漫画はたった一人の天才がいれば成立する。もちろん、編集やアシスタントの方含めた多くの人の協力もあるが、基本的には個人の才能を支えるというスタンスで成り立っている。しかも、確率で読者の想像力をはるかに凌駕する凄い当たり作品に出会えることが多い。これも経験上だが、ガリガリくんの当たり確率よりもはるかに高いと思われる。

漫画最強理論:
・無理なものは無理という、現実を超えられる。
・小説は脳内再生に差がありすぎて共有がしにくい。
・映画は当たりに出会える確率が低すぎる。
 ↓
マンガは現実という世界現実を凌駕した体験に出会える上に、同じ作品を読んだ多くの人と共有の感動を得られやすい。かつ、高確率で名作に出会える可能性が高い。

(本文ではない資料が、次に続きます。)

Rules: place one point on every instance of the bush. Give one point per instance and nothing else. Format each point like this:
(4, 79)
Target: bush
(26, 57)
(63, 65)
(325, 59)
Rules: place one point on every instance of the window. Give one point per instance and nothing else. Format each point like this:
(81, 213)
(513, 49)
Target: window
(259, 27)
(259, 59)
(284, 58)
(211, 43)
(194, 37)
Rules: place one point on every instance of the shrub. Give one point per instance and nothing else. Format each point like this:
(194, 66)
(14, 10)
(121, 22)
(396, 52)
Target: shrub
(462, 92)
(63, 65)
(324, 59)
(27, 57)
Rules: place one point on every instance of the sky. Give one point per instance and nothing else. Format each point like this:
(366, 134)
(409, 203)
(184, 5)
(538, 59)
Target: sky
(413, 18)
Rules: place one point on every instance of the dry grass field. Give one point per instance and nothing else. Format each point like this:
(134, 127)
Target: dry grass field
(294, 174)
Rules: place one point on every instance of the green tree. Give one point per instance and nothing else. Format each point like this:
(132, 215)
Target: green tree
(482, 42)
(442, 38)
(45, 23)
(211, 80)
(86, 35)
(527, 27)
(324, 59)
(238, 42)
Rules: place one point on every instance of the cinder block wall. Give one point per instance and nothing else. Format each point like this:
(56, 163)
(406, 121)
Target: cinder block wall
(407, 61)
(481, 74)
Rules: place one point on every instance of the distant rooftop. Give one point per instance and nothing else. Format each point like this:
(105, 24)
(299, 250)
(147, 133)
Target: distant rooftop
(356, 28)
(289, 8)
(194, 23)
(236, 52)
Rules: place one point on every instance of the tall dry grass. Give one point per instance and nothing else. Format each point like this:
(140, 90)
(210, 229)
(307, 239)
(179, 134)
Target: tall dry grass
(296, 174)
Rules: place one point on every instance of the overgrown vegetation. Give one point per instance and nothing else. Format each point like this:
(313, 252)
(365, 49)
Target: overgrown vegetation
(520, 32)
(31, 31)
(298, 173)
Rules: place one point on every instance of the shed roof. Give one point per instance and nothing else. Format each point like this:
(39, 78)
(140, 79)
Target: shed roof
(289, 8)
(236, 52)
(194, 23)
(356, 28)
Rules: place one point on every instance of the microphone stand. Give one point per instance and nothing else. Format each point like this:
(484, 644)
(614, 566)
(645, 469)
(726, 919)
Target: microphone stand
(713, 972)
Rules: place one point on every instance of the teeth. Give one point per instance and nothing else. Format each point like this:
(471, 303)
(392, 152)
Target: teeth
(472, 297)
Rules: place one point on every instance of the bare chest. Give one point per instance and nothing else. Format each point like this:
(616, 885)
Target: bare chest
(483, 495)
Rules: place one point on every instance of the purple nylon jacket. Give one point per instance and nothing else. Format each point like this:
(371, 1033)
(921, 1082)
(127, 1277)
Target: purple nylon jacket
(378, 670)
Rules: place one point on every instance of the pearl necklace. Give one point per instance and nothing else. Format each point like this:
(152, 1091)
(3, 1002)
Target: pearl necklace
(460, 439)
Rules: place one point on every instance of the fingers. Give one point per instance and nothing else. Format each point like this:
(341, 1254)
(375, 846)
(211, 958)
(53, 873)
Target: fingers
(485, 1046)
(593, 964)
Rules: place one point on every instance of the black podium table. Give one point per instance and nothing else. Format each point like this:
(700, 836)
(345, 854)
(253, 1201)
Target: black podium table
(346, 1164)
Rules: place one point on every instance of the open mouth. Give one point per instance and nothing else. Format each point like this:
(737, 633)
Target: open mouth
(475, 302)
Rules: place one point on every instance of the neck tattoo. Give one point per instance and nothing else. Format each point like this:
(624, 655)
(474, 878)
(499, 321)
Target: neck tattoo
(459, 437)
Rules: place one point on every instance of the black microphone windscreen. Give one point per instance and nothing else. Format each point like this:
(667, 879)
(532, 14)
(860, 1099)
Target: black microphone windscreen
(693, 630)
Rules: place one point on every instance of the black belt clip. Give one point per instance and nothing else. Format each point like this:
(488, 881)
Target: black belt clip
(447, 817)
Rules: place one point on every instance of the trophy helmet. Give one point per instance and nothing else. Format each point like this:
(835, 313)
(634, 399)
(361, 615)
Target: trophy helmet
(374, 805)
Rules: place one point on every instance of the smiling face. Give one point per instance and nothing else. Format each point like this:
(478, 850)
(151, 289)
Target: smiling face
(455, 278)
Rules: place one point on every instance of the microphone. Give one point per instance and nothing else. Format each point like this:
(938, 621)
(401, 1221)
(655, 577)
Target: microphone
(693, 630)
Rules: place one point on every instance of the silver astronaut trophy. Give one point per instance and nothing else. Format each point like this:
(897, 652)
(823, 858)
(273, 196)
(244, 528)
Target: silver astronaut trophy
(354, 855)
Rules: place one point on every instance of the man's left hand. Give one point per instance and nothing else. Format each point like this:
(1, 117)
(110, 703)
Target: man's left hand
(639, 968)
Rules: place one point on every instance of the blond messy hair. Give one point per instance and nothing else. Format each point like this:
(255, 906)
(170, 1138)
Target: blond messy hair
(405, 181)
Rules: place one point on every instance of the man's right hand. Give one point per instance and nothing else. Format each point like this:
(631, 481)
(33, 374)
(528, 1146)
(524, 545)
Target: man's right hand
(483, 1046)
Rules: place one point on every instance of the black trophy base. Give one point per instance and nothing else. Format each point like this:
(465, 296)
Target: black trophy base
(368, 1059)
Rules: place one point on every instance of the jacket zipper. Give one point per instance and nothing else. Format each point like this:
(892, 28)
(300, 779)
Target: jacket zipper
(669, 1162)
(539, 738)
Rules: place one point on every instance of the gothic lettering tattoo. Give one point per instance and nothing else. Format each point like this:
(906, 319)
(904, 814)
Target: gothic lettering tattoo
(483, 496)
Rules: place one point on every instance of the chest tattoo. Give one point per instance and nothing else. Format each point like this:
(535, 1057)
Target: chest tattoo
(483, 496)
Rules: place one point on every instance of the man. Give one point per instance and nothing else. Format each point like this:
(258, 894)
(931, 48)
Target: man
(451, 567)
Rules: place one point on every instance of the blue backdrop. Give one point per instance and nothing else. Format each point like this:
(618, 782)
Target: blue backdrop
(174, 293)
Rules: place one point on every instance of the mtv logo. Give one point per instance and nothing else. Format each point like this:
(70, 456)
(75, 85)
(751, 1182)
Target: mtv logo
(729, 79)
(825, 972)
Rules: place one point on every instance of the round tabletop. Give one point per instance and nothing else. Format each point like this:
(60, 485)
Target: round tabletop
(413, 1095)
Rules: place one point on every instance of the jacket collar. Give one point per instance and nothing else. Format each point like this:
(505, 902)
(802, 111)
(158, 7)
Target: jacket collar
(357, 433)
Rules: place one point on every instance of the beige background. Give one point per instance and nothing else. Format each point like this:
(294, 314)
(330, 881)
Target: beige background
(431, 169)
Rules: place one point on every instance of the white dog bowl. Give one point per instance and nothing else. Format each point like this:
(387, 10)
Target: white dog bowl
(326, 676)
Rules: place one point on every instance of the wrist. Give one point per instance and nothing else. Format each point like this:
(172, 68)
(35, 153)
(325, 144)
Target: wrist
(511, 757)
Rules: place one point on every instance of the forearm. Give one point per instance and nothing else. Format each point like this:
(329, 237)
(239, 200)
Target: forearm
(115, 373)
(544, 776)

というわけで、シリーズ『「またマンガばっかり読んで!」と言われた時のいいわけ』というタイトルで、家でダラダラ過ごす参考にでもなればと、僕が「当たり」だったと思う漫画の紹介とその理由を、今後不定期に連載してみようと思います。ベランダの陽射しも日に日に初夏を感じる暑さを増しておりますが、ガリガリくん片手に不定期にお楽しみください。